FAQ
=======================

Installation
-------------

Error: ``ModuleNotFoundError: No module named 'numpy'``
^^^^^^^^^^^^^^^^^^^^^^^^^^^^^^^^^^^^^^^^^^^^^^^^^^^^^^^^^^^^^^^^^^^^^^^^^^^^^^^
Some versions of several packages that WORC uses, such as PyWavelets and
PyRadiomics, require numpy during their installation.
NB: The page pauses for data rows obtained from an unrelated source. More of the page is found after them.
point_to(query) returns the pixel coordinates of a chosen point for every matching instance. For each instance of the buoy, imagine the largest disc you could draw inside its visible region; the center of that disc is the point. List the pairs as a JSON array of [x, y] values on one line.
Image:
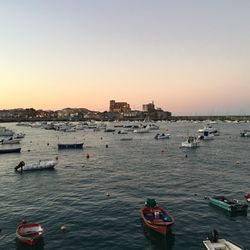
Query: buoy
[[24, 221], [63, 228]]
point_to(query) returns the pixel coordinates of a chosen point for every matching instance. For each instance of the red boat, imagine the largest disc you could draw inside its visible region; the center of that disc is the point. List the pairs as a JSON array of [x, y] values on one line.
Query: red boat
[[156, 218], [29, 233], [247, 197]]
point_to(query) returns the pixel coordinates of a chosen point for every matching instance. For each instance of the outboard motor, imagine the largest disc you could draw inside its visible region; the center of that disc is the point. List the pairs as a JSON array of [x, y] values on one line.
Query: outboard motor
[[20, 165], [214, 236]]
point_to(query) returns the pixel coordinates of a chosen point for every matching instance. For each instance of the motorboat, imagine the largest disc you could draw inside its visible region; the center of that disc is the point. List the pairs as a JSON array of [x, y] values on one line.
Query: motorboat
[[191, 142], [160, 136], [70, 145], [6, 132], [245, 133], [209, 129], [206, 136], [156, 218], [29, 233], [18, 135], [247, 197], [229, 205], [41, 165], [9, 150], [215, 243], [10, 140]]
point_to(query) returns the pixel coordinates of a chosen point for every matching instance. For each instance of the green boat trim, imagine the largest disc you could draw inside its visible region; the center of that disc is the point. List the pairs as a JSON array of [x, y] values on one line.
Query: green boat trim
[[227, 204]]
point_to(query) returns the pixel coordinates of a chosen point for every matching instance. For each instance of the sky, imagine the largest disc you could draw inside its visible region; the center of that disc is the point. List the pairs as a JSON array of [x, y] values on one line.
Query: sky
[[191, 57]]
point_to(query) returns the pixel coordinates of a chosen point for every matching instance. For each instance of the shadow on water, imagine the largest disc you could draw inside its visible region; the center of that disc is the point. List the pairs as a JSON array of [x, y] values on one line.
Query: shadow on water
[[159, 241], [22, 246]]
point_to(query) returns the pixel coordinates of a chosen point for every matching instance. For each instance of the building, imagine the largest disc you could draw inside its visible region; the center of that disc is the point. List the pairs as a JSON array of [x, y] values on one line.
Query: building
[[150, 107], [120, 107]]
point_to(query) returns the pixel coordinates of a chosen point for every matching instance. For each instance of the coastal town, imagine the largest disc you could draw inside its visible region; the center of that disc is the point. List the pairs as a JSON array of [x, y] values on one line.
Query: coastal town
[[117, 111]]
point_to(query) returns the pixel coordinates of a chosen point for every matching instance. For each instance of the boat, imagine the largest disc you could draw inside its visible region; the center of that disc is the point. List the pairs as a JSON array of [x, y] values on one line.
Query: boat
[[109, 130], [232, 206], [126, 139], [161, 136], [247, 197], [215, 243], [206, 136], [29, 233], [9, 150], [10, 140], [245, 133], [70, 146], [18, 135], [209, 129], [191, 142], [156, 218], [41, 165]]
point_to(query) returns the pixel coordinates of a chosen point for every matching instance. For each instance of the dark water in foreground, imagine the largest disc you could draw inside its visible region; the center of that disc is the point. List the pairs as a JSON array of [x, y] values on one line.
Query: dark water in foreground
[[74, 194]]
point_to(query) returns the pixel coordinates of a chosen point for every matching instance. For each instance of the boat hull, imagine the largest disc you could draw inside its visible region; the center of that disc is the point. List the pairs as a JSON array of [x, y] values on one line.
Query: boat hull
[[10, 150], [161, 224], [29, 233], [221, 244], [228, 205], [70, 146]]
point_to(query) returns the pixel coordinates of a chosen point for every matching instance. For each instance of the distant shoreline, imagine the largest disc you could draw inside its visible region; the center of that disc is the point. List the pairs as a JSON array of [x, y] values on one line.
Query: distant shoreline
[[172, 118]]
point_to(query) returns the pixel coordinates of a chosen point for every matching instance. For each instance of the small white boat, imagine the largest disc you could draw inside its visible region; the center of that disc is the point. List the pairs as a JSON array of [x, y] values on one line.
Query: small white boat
[[126, 139], [215, 243], [18, 136], [41, 165], [206, 136], [159, 136], [191, 142], [142, 130]]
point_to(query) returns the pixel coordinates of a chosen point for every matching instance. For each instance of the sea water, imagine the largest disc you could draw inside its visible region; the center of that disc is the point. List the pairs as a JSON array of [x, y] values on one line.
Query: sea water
[[97, 199]]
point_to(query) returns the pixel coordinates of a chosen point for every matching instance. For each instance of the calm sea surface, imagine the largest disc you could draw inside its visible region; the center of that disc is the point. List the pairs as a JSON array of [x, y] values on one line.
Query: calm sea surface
[[74, 194]]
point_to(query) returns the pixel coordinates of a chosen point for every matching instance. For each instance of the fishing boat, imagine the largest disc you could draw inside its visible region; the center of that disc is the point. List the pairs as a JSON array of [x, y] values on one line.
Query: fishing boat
[[156, 218], [29, 233], [41, 165], [232, 206], [161, 136], [70, 146], [10, 140], [247, 197], [191, 142], [9, 150], [215, 243], [245, 133]]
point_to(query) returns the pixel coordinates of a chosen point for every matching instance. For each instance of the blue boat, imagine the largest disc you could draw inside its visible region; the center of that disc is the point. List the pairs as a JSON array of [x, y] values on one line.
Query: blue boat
[[232, 206], [70, 146]]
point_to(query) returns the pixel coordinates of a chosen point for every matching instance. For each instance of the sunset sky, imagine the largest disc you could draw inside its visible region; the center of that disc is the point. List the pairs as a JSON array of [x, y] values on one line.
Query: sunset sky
[[190, 57]]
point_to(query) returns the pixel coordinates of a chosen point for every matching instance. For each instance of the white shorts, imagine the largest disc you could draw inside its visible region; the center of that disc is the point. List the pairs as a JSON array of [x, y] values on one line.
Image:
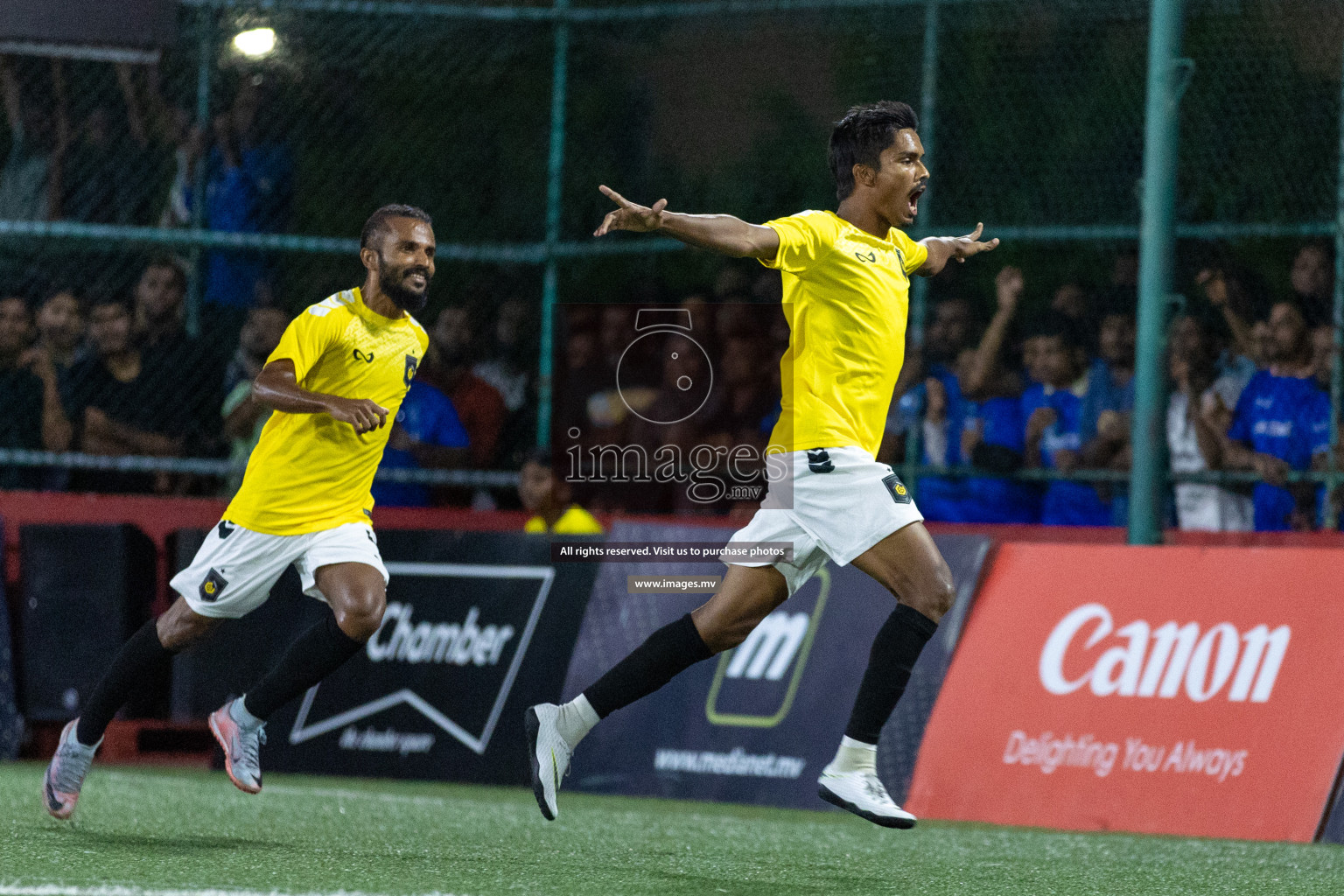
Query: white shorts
[[837, 504], [233, 572]]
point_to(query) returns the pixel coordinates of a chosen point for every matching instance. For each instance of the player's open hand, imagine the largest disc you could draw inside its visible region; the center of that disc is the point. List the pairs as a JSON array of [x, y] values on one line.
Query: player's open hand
[[363, 414], [964, 248], [632, 216]]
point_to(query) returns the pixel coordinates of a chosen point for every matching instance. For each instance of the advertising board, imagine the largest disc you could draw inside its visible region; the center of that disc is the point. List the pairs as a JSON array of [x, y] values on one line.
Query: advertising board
[[1175, 690], [754, 724]]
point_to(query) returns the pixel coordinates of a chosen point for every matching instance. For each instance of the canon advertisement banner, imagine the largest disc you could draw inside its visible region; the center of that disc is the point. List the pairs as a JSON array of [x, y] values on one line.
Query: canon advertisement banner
[[1173, 690], [479, 626], [754, 724]]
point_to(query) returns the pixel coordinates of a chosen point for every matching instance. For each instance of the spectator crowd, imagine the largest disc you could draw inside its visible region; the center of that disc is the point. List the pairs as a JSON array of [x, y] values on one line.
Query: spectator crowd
[[120, 376], [1051, 389], [1249, 391], [982, 399]]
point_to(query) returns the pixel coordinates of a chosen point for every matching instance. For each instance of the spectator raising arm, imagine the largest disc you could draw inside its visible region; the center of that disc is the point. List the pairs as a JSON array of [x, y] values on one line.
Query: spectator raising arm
[[57, 431], [1215, 289]]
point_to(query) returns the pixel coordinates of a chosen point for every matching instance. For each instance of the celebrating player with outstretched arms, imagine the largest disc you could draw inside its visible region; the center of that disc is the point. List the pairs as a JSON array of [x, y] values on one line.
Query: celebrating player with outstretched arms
[[845, 285]]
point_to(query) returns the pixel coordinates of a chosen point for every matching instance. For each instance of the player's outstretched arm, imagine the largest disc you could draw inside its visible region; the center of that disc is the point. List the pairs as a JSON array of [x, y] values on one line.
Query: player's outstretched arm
[[278, 388], [944, 248], [724, 234]]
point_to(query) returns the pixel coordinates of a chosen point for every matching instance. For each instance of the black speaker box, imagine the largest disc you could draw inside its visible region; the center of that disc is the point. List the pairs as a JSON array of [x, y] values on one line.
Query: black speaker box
[[87, 589], [240, 652]]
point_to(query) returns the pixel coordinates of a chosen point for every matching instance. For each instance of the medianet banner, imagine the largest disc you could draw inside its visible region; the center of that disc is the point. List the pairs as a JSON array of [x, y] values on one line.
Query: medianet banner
[[1168, 690], [754, 724]]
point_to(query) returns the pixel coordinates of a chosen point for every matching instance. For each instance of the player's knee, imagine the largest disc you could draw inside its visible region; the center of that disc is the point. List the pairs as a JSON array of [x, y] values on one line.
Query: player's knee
[[360, 614], [935, 598], [180, 627]]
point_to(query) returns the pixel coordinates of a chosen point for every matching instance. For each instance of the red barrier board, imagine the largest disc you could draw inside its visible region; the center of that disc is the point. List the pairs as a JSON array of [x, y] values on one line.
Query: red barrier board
[[1173, 690]]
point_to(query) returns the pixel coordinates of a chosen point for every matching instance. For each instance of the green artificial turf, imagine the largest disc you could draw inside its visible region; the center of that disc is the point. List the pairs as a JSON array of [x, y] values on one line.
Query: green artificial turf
[[155, 830]]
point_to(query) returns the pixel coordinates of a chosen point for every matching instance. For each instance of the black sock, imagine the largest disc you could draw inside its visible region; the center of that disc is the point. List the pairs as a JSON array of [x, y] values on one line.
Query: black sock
[[142, 659], [671, 649], [318, 653], [892, 655]]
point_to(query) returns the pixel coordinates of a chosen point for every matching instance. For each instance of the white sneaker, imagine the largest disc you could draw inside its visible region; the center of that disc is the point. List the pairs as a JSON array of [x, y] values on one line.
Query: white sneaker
[[549, 755], [863, 794]]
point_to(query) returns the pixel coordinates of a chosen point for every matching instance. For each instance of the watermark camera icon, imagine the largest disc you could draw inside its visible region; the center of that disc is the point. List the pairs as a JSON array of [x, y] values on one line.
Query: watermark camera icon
[[664, 339]]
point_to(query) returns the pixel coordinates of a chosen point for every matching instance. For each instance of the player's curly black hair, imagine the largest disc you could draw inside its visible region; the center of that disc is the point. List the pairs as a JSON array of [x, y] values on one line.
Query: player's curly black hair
[[860, 137], [376, 222]]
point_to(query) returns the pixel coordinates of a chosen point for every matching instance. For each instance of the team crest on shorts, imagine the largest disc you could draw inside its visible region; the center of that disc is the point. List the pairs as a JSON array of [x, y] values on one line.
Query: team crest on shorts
[[819, 461], [213, 586], [900, 494]]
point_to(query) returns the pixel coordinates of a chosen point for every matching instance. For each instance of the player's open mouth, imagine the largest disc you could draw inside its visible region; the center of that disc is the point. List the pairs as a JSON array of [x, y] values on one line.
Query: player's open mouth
[[914, 200]]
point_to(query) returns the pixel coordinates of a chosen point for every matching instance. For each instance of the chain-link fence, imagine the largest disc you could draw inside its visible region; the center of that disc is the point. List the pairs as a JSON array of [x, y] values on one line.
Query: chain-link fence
[[501, 121]]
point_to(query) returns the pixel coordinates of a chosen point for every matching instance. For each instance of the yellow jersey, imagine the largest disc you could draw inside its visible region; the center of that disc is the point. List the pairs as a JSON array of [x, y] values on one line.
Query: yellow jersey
[[308, 471], [576, 520], [847, 298]]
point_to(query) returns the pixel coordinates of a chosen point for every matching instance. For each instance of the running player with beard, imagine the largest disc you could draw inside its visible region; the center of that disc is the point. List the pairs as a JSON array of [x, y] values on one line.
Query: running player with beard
[[845, 294], [333, 383]]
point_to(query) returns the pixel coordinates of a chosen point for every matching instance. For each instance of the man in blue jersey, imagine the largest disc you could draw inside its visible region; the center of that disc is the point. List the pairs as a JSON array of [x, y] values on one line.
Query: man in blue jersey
[[1283, 424], [1053, 409], [992, 424], [429, 434], [948, 336]]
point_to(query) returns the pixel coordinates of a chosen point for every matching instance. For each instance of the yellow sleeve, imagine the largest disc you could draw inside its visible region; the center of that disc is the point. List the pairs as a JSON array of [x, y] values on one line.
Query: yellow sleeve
[[305, 339], [577, 522], [912, 253], [804, 238]]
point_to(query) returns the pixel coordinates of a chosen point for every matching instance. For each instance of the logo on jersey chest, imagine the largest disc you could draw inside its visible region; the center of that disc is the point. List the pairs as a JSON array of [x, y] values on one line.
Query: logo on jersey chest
[[878, 256]]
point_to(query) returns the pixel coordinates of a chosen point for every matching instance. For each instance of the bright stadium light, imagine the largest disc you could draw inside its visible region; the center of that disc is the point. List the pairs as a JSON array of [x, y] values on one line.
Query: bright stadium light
[[256, 42]]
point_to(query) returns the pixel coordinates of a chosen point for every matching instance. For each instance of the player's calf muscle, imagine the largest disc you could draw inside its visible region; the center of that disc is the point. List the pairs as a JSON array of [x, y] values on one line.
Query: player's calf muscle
[[746, 597], [356, 594], [180, 626]]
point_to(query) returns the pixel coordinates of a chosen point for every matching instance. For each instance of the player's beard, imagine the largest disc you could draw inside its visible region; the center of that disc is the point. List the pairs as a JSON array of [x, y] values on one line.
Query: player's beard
[[393, 283]]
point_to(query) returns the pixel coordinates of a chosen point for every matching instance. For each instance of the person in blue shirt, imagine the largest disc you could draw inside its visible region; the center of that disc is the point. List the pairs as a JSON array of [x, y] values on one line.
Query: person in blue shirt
[[941, 497], [1053, 410], [992, 427], [1110, 399], [1283, 424], [426, 434], [248, 188]]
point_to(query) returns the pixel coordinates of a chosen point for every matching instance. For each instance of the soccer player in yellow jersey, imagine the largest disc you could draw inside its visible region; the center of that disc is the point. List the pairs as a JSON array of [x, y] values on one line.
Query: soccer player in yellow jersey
[[845, 296], [333, 386]]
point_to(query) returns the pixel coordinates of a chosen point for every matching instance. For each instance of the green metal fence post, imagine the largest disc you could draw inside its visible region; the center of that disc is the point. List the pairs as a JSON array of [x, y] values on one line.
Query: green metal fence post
[[205, 69], [1156, 248], [1338, 318], [920, 288], [554, 192]]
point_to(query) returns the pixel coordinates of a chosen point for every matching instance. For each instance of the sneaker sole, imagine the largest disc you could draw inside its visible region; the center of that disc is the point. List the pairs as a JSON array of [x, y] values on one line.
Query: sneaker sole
[[228, 763], [49, 797], [533, 725], [886, 821]]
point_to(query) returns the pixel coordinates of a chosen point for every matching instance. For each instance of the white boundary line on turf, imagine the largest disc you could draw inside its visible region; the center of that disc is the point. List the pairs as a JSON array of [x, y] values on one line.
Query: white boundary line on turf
[[60, 890]]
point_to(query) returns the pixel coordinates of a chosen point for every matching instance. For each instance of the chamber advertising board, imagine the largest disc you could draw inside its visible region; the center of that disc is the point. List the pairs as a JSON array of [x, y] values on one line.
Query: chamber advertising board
[[1168, 690], [479, 626], [754, 724]]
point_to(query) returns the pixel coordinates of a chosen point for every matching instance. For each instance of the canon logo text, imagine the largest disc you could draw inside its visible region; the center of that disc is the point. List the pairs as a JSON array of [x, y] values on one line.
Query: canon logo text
[[1163, 662]]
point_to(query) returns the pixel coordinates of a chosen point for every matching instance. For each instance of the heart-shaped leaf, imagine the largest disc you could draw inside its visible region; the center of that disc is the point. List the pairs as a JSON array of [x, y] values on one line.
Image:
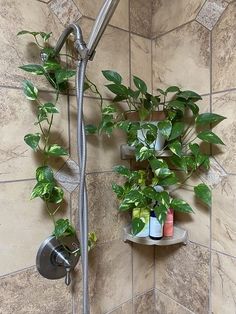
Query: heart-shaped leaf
[[210, 137], [32, 140], [30, 91], [56, 150], [112, 76], [203, 192]]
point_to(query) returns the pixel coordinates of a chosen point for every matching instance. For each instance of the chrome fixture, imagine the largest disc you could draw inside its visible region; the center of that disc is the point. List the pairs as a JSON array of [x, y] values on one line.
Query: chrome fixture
[[57, 258], [86, 52]]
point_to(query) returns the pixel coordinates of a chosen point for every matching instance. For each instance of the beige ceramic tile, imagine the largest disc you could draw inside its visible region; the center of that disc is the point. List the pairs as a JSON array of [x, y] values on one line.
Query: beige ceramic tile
[[223, 56], [182, 273], [141, 17], [211, 13], [182, 58], [66, 11], [27, 292], [223, 216], [198, 223], [169, 14], [24, 225], [223, 104], [90, 8], [214, 176], [16, 51], [104, 218], [103, 151], [145, 303], [123, 309], [143, 268], [68, 176], [141, 62], [223, 284], [166, 305], [17, 117], [110, 278], [112, 53]]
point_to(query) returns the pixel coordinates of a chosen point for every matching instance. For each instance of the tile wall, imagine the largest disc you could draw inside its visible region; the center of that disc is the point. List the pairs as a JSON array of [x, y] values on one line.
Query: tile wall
[[193, 45], [121, 276]]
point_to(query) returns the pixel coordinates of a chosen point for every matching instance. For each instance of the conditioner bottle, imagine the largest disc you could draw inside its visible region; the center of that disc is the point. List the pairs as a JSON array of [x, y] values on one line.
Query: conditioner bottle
[[155, 228]]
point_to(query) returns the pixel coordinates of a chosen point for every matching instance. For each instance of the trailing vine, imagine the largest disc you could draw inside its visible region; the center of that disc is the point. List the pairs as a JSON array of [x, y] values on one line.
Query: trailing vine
[[41, 141]]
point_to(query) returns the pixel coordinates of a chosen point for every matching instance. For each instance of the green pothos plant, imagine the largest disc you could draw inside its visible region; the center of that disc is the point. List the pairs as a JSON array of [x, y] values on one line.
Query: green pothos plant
[[184, 129], [41, 141]]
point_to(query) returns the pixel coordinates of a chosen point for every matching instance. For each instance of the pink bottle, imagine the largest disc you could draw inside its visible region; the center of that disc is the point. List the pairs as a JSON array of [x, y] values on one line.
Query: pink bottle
[[168, 230]]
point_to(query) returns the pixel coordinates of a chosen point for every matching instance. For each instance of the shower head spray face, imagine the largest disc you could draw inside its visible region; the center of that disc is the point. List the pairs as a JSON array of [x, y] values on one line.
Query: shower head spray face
[[100, 24]]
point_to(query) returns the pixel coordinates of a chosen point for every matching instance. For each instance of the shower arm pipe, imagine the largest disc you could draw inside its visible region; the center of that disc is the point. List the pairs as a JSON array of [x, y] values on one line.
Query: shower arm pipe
[[79, 44]]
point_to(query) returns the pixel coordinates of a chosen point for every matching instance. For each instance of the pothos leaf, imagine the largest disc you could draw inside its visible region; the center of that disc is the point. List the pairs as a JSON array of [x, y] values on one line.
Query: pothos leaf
[[56, 150], [203, 192], [30, 91], [32, 140], [137, 225]]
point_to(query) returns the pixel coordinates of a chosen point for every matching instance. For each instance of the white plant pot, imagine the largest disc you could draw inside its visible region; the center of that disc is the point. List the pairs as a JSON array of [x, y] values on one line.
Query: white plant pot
[[158, 144]]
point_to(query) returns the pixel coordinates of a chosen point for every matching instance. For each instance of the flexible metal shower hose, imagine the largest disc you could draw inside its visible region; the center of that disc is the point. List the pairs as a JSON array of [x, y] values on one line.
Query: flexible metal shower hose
[[83, 199]]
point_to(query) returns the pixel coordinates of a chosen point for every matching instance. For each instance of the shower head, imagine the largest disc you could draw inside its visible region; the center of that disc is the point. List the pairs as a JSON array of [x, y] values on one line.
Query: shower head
[[100, 24]]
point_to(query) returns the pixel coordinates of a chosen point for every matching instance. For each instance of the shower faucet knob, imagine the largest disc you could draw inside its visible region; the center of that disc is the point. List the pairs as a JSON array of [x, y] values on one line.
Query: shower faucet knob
[[55, 258]]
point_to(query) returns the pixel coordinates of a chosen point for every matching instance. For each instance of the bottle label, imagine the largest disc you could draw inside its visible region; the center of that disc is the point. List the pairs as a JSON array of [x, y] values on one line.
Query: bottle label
[[156, 229]]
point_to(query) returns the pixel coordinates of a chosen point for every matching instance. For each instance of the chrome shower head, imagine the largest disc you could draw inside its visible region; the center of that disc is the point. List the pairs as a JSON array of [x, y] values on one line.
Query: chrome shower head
[[104, 16]]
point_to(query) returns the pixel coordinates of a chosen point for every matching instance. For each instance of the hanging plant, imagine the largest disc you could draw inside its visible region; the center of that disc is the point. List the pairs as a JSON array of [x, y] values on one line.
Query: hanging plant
[[41, 141]]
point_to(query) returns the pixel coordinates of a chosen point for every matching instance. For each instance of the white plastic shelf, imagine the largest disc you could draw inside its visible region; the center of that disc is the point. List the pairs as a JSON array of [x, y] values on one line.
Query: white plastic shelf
[[180, 236], [128, 152]]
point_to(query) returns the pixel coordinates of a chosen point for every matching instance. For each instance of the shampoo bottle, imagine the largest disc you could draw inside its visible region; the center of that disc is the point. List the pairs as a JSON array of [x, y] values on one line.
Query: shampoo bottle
[[155, 228], [168, 229]]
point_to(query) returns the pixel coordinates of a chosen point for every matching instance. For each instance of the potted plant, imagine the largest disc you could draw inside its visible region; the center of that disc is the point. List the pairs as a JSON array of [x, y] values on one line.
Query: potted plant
[[41, 141], [180, 119]]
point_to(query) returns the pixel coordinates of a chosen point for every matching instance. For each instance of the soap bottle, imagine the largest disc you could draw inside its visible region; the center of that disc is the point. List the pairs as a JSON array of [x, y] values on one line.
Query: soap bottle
[[155, 227], [168, 229]]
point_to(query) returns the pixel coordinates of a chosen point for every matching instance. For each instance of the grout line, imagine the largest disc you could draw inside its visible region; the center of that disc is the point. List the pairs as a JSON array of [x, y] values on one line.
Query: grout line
[[224, 91], [17, 272], [130, 55], [199, 244], [225, 254], [202, 25], [157, 290], [99, 172], [152, 66], [176, 28], [15, 181], [117, 307], [154, 274], [211, 208]]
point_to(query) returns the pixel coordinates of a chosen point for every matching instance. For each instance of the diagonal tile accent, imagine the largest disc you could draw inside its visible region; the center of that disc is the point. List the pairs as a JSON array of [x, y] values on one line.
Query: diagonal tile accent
[[66, 11], [27, 292], [68, 175], [211, 12]]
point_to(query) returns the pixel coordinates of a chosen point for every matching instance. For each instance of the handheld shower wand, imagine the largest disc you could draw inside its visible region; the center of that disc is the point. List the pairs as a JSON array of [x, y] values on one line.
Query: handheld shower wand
[[103, 18], [86, 53]]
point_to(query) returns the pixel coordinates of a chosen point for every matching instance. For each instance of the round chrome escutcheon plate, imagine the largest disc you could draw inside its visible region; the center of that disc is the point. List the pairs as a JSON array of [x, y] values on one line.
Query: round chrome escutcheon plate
[[46, 262]]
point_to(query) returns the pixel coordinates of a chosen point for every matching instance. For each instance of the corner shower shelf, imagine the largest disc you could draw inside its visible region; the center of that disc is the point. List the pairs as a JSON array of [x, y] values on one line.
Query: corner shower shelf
[[180, 236], [128, 152]]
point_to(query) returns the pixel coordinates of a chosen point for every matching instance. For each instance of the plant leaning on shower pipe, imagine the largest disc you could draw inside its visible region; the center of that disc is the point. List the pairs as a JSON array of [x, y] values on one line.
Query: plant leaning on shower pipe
[[182, 129], [57, 75]]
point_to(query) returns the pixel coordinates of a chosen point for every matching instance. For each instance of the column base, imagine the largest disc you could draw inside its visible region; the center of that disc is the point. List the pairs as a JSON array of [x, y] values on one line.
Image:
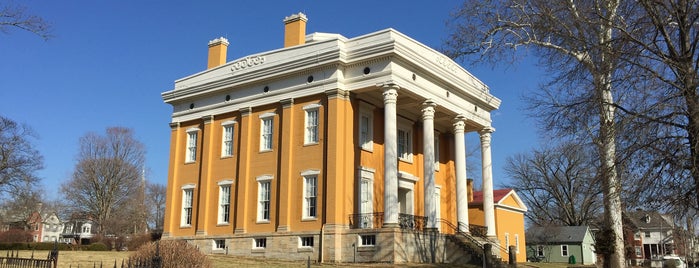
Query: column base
[[390, 225]]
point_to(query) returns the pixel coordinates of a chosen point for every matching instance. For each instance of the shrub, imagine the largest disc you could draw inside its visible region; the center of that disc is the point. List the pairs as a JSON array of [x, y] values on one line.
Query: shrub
[[173, 253], [137, 241], [99, 246]]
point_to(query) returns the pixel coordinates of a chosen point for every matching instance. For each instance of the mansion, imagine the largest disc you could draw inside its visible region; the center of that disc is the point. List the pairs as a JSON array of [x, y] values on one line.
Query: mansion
[[338, 149]]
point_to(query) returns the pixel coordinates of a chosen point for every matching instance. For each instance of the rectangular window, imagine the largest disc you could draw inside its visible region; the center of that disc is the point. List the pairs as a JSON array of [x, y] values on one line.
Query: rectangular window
[[404, 145], [311, 126], [263, 199], [191, 146], [307, 241], [227, 141], [436, 151], [260, 243], [224, 203], [219, 244], [366, 131], [368, 240], [187, 195], [507, 242], [309, 195], [266, 134]]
To solve this issue,
simply first install numpy before installing WORC or any of the dependencies
, i.e. ``pip install numpy`` or ``conda install numpy`` when using Anaconda.

Execution errors
----------------

My experiment crashed, where to begin looking for errors?
^^^^^^^^^^^^^^^^^^^^^^^^^^^^^^^^^^^^^^^^^^^^^^^^^^^^^^^^^^^
The ``fastr`` toolbox has a method to trace back errors. For more details,
see the `fastr documentation <https://fastr.readthedocs.io/en/stable/static/user_manual.html#debugging-a-network-run-with-errors/>`_.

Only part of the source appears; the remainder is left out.